Por outro lado, a despenalização, infelizmente, não reduz a criminalidade. Apenas desafoga o afogado sistema prisional. Resolve-se o problema da falta de presídio mas aumenta-se a insegurança jurídica e a certeza de que a prática de crime, nem sempre, tem conseqüências graves. Prisão deixou de ser sinônimo de medo ou respeito. Atualmente vemos menores falando da prisão como sendo algo sem importância, sem o temor que eu tinha quando adolescente. Quantas vezes já ouvi infratores dizendo: ‘beleza doutor, agora é cumprir a pena e depois prosseguir a vida’. Pergunto: ‘prosseguir como?’ Poucos dão emprego para quem passou pelo cárcere. Uma vez marcado pela prisão, somente com muito esforço pessoal se consegue manter honesto. Essa triste realidade precisa ser enfrentada por toda a sociedade. Não podemos continuar enviando para o cárcere e achar que o problema foi resolvido, porque não foi.
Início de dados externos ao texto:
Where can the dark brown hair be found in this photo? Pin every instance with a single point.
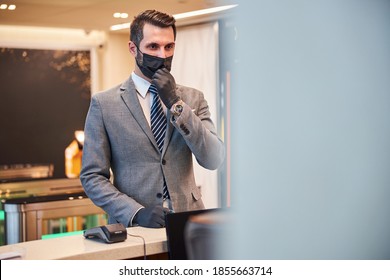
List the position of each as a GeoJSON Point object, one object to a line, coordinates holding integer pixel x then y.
{"type": "Point", "coordinates": [153, 17]}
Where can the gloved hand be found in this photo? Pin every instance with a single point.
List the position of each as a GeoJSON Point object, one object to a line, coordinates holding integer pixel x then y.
{"type": "Point", "coordinates": [166, 86]}
{"type": "Point", "coordinates": [152, 217]}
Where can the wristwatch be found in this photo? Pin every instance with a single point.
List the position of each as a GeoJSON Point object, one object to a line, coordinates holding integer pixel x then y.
{"type": "Point", "coordinates": [177, 108]}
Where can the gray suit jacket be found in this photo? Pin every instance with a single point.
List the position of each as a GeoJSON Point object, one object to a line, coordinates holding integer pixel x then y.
{"type": "Point", "coordinates": [118, 137]}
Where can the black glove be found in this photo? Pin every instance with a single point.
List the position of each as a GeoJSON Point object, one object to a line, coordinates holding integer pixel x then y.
{"type": "Point", "coordinates": [166, 86]}
{"type": "Point", "coordinates": [153, 216]}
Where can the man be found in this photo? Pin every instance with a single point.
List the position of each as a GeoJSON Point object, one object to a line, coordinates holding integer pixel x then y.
{"type": "Point", "coordinates": [151, 174]}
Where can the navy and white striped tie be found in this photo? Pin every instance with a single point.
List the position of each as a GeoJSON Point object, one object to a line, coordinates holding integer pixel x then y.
{"type": "Point", "coordinates": [158, 123]}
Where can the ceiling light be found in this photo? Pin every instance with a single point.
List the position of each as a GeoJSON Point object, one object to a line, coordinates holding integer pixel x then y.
{"type": "Point", "coordinates": [120, 26]}
{"type": "Point", "coordinates": [180, 16]}
{"type": "Point", "coordinates": [203, 12]}
{"type": "Point", "coordinates": [120, 15]}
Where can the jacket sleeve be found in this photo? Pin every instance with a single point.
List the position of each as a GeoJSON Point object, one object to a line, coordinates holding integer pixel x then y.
{"type": "Point", "coordinates": [198, 130]}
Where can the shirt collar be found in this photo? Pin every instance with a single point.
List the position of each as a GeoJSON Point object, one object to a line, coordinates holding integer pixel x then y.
{"type": "Point", "coordinates": [141, 85]}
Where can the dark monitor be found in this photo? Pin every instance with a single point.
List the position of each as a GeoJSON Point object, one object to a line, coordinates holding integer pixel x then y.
{"type": "Point", "coordinates": [175, 224]}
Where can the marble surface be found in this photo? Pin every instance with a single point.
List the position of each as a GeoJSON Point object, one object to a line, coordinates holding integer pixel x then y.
{"type": "Point", "coordinates": [79, 248]}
Estamos apenas tirando dos nossos olhos, mas o problema está se agravando de forma silenciosa.

Semana passada presenciei um Promotor de Justiça de Franca convocar adolescente que teve desentendimento insignificante na escola, para justificar a sua conduta. Num primeiro momento achei a conduta do promotor desnecessária, pois os fatos eram, ao meu ver, realmente ínfimos e não justificariam a intimação do menor e dos pais. No entanto, o promotor fez colocações severas ao adolescente e aos pais. Posso afirmar que todos saímos da audiência repensando nossas vidas. Certamente, o menor não mais agirá por impulso, pois terá, na sua memória, a audiência com o promotor. Não houve tolerância do Ministério Público quanto a intimação dos pais e do menor. Nesse caso, haverá efeitos. Houve tolerância apenas quanto a instalação de um procedimento contra o menor.

Pensando nisso, a OAB também deve ter tolerância zero para as violações das prerrogativas cometidas contra advogados. A violação dos direitos dos advogados fere o princípio constitucional da indispensabilidade dos advogados na aplicação da justiça. Há projeto de lei criando a figura de ilícito penal para o violador das prerrogativas profissionais dos advogados. Por outro lado, aos advogados, cabe observar o código de ética e disciplina, pois, deslizes atingem uma classe profissional que luta por justiça, que muitas vezes bate de frente contra injustiças praticadas por autoridades públicas. Um fato pode ter versões divergentes. A postura do advogado em confrontar um fato tido como certo e determinado por uma autoridade faz com que surja a justiça que está no equilíbrio. O enfrentamento é necessário e salutar e deve pautar-se no respeito e sempre na busca da tão almejada justiça. Deixar de observar as prerrogativas profissionais é o mesmo que acabar com a justiça.